Software jeder Art unterliegen Lizenzen, die bestimmen wie diese genutzt, weiterentwickelt und verteilt werden darf. Die einzige Ausnahme davon stellt Public Domain-Software dar, also Software ohne Urheber, jedoch ist diese Form von „lizenzfreier“ Software nach europäischem Urheberrecht schwer umzusetzen (vgl. ANGELOPOULOS, 2012, S. 17–18).

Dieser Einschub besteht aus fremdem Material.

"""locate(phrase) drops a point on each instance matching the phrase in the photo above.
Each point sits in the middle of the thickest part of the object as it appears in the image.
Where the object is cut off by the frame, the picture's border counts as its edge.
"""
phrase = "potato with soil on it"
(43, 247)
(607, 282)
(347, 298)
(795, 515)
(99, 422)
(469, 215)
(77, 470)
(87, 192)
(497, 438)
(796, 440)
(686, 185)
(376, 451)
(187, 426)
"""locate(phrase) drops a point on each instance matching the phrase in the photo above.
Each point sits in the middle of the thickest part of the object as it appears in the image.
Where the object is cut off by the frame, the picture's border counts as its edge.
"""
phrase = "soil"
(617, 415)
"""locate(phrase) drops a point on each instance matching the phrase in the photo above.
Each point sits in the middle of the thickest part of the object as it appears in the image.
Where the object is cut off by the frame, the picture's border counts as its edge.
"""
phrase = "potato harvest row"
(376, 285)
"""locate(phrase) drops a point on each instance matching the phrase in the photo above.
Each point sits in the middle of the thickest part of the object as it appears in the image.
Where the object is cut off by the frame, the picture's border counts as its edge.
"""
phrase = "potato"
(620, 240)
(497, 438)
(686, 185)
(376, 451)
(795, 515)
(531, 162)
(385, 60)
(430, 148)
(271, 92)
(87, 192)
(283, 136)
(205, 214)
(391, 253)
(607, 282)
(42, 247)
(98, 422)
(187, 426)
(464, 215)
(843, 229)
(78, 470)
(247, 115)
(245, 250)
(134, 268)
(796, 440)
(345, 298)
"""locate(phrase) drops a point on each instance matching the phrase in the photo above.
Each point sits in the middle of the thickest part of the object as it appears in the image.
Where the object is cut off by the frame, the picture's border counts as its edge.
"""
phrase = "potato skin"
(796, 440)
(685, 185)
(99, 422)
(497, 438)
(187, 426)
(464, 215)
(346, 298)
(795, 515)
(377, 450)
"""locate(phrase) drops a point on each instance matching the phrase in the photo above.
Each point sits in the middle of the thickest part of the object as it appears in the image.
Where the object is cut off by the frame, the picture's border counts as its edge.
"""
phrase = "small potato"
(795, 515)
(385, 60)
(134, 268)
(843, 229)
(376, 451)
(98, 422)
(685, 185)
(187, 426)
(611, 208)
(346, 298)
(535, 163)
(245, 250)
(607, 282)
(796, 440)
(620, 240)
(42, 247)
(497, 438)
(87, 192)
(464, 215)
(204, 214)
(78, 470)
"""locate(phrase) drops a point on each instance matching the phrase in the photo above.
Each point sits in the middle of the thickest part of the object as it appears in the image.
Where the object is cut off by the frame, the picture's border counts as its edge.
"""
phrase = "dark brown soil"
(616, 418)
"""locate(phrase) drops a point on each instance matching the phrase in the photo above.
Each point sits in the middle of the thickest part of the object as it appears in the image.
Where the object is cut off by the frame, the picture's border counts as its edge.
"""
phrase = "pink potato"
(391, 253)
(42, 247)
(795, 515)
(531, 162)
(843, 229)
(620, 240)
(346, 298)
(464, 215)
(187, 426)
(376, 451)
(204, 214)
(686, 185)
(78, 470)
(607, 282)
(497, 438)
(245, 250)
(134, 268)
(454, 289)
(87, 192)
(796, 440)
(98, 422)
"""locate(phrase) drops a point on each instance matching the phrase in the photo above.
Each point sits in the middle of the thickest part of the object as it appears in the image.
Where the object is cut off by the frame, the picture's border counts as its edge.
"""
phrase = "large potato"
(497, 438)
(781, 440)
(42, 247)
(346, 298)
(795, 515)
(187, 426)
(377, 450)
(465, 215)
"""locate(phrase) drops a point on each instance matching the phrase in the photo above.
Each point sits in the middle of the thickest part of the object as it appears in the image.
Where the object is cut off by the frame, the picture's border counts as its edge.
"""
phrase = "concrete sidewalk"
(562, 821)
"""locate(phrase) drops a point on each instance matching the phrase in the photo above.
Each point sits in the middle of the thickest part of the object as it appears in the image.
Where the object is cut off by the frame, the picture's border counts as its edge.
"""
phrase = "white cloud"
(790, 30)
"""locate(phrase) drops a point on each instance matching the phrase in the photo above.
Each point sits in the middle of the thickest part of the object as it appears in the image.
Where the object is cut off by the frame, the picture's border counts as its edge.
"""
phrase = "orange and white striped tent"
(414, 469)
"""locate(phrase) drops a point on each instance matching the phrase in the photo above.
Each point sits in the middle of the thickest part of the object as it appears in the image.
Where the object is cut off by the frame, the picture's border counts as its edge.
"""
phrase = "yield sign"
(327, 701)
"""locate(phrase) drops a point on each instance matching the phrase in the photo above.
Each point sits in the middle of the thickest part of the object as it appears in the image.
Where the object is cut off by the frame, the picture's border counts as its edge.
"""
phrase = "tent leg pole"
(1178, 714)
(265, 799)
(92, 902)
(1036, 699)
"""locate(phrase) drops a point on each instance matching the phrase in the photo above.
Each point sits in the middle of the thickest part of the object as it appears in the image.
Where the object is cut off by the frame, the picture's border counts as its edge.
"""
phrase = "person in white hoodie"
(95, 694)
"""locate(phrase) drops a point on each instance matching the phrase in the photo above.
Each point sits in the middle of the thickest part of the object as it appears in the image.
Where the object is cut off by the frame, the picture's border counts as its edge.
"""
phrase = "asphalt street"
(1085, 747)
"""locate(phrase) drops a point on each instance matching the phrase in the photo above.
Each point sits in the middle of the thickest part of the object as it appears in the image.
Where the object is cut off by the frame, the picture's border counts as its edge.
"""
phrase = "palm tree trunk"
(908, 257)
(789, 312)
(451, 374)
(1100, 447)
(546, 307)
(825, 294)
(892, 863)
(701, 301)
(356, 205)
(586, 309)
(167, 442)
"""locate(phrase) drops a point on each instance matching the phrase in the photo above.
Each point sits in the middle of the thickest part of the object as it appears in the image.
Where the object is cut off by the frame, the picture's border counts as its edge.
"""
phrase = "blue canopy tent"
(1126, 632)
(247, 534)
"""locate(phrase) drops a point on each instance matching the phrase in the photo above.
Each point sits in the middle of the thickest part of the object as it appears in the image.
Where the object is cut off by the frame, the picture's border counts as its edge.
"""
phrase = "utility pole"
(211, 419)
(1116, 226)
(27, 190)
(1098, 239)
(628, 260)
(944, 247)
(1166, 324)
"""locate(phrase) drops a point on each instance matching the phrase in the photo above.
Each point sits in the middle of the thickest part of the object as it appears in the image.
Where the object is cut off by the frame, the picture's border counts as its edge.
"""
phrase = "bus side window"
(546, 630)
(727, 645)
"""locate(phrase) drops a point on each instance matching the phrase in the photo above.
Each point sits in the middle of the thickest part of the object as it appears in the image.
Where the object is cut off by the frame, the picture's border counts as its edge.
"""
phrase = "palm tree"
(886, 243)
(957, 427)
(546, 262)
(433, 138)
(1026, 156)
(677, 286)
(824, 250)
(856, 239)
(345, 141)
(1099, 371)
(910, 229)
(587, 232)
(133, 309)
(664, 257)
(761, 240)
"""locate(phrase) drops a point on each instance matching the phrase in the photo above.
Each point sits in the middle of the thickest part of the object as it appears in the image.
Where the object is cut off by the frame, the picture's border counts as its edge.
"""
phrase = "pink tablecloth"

Innerhalb der Open Source existiert eine Vielzahl von Lizenzen, daher empfiehlt sich laut FSF eine Kategorisierung solcher:
Die GNU General Public License (GPLv3) ist eine starke Copyleft-Lizenz, die nicht nur sicherstellt, dass Benutzer alle Rechte haben, die sie benötigen, um Ihr Werk zu teilen und zu ändern, sondern ebenfalls die Benutzer, welche diese veränderte Software nutzen. Die GNU Affero General Public License (AGPLv3) stellt sicher, dass Benutzer, die über ein Netzwerk mit freier Software mit geänderten Codes interagieren, den Quellcode zu erhalten können (vgl. Robertson, 2015). Es werden auch andere Mittel blockiert, um Software proprietär zu machen, wie z.B. über Tivoisierung (vgl. Stallman, 2014).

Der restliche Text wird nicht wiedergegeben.